“I’m used to playing with another person. To do something like that by myself, I was kind of nervous,” said Walter “Wolfman” Washington, sitting in a chair in his living room and talking about his new record My Future Is My Past, produced by Ben Ellman of Galactic. He smiles and continues, “Oh man, it was really a thing. I had never done something like that. I had to really discipline myself where I couldn’t really underplay and really overplay, so I had to stay really in the middle which was a trick for me. I was amazed at my own self at how it turned out.”
Now 74 years old, Walter “Wolfman” Washington has been a mainstay in the New Orleans music scene since the early 1960s. He cut his teeth backing up some of the best singers and performers in New Orleans history including Lee Dorsey, Johnny Adams, and Irma Thomas before putting together his long time band The Roadmasters, who have been burning down and burning up local and national stages since their first gigs in the 1980s. This new record confirms what fans have known for years: Walter “Wolfman Washington has soul to go along with that fire.
My Future is My Past is a different kind of record than his playing with Lee Dorsey or The Roadmasters. Washington had to take more care with these songs. He explained, “When you’re with a band, you have to really punch it out. When you’re alone, you have to pay attention to your notes and pronunciation and stuff. And then you have to put your soul into it and your feelings. Each one of the songs is a story.
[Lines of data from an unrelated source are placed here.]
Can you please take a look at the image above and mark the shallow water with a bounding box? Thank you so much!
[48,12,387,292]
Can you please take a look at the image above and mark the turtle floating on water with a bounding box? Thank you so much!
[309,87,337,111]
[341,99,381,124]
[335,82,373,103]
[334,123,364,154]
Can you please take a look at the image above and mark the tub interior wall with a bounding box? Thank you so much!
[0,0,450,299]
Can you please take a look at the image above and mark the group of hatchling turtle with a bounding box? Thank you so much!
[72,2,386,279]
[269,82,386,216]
You can actually picture things like that happening. I had to fix my mind into each of the situations in the song.”
Songs like “Lost Mind”, ‘Save Your Love For Me’, and ‘What A Difference A Day Makes’ are subtle and heartfelt. “I always liked jazz,” he says, ‘What a Difference A Day Makes’? It’s a happy song. It’s a song about how you found someone who makes you feel different, and each day represents the way you feel, and that day you feel different. That particular song was a song I used to do when I was playing with the AFB (All Fools Band) back in the 1960s. There were a lot of jazz songs at that time in the world of real musicians. I came in on the tail end of when a lot of those musicians were going out, and I had a chance to meet most of them. It was fun to play with them. Big Joe Turner and all those cats. It was a thrill to me when I could play with them. And those were the songs they played.”
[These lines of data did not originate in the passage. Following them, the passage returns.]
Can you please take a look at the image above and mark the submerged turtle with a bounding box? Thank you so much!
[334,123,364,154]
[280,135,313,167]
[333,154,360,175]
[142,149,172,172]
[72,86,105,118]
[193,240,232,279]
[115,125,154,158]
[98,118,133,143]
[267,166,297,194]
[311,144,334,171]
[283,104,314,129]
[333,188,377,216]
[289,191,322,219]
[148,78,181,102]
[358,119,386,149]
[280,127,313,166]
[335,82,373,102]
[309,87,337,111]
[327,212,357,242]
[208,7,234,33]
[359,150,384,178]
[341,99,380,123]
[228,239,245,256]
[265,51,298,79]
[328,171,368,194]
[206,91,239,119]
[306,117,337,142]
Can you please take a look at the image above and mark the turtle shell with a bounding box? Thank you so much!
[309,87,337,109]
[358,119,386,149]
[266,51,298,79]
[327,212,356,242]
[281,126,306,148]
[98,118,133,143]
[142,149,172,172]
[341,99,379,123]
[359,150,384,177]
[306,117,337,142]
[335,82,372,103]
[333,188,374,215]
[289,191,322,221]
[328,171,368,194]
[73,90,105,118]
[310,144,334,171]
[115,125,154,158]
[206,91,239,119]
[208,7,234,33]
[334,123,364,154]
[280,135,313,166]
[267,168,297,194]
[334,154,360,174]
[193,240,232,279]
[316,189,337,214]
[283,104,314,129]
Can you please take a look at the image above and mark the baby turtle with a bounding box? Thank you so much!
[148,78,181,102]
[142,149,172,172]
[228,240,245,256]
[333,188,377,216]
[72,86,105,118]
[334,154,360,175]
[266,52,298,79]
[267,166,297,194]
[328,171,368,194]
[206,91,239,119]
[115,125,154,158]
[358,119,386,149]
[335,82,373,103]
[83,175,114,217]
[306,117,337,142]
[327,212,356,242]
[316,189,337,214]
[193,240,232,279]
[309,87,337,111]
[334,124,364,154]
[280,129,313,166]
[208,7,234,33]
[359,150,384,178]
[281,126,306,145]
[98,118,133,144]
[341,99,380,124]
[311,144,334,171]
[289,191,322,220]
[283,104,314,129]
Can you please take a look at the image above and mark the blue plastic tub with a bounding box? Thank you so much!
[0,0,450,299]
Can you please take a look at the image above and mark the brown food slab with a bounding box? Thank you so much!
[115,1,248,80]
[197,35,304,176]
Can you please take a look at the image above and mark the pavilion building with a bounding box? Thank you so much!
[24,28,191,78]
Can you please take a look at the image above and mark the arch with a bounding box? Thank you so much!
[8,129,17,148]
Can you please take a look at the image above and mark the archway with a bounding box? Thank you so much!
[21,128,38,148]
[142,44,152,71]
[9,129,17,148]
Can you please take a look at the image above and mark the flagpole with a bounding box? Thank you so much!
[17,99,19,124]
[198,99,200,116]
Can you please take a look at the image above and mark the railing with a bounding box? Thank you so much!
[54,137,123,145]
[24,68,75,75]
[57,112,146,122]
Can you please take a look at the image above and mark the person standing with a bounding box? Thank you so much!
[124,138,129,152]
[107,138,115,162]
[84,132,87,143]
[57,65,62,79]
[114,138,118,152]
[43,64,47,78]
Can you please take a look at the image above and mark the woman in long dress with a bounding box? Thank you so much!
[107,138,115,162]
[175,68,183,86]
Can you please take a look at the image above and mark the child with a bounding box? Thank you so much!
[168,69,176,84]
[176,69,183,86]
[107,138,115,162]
Washington has always embodied both the wildness and sophistication of New Orleans, but finally we have a set of songs that reflects the yin to Walter’s bring-the-party yang. This is the record that we all have known he has in him. This is the night after that party, or maybe just the after party. He’s been given free rein to express himself, and that’s special. Producer Ben Ellman has assembled a sympathetic group of musicians from keyboardists Jon Cleary and Ivan Neville to a versatile and sensitive rhythm section of bassist James Singleton and drummer Stanton Moore. When asked about being in the studio with these musicians, Washington’s enthusiasm comes through immediately.
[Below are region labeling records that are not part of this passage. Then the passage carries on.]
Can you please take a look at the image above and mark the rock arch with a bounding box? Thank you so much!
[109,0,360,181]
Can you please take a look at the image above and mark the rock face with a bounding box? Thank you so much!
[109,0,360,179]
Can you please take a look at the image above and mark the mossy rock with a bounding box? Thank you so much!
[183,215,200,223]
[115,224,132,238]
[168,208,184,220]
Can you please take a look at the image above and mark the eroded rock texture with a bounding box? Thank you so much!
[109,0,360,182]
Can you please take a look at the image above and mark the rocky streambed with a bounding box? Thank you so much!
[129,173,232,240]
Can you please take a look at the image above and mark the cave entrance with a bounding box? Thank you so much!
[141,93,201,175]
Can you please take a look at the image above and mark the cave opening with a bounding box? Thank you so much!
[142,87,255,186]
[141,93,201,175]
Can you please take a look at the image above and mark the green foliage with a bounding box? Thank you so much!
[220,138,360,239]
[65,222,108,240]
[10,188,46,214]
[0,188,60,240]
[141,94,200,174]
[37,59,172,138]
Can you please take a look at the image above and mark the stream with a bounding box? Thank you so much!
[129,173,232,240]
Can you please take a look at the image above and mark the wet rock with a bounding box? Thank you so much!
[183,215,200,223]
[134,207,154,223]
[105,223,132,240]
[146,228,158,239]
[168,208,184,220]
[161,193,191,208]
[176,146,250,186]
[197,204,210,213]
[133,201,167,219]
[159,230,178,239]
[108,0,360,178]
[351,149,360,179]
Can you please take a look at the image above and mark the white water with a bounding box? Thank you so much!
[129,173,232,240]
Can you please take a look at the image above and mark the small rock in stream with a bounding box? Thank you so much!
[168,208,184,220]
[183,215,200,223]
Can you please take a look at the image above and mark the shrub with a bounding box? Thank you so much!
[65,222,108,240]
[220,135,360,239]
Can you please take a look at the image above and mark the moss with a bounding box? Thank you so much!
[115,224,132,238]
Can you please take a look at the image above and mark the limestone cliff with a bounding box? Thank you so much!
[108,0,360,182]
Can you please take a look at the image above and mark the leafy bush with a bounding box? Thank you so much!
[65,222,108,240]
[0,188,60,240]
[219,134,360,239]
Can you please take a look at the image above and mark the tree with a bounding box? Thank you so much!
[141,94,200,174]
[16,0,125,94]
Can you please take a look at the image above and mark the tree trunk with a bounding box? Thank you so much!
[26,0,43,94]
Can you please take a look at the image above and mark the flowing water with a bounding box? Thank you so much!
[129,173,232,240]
“To have all those cats in there at one time, and they are playing behind me! That was one of the most thrilling things for me. While we were doing the album and what has become of it, that’s even better. That’s what happens when you have certain musicians that are qualified to do that. There aren’t but two cats that really amaze me when I saw James and Stanton. I said, ‘Man, there they are!’ I had Jon Cleary playing too, and then when I saw that David Torkanowsky is going to be there! Man!!!!”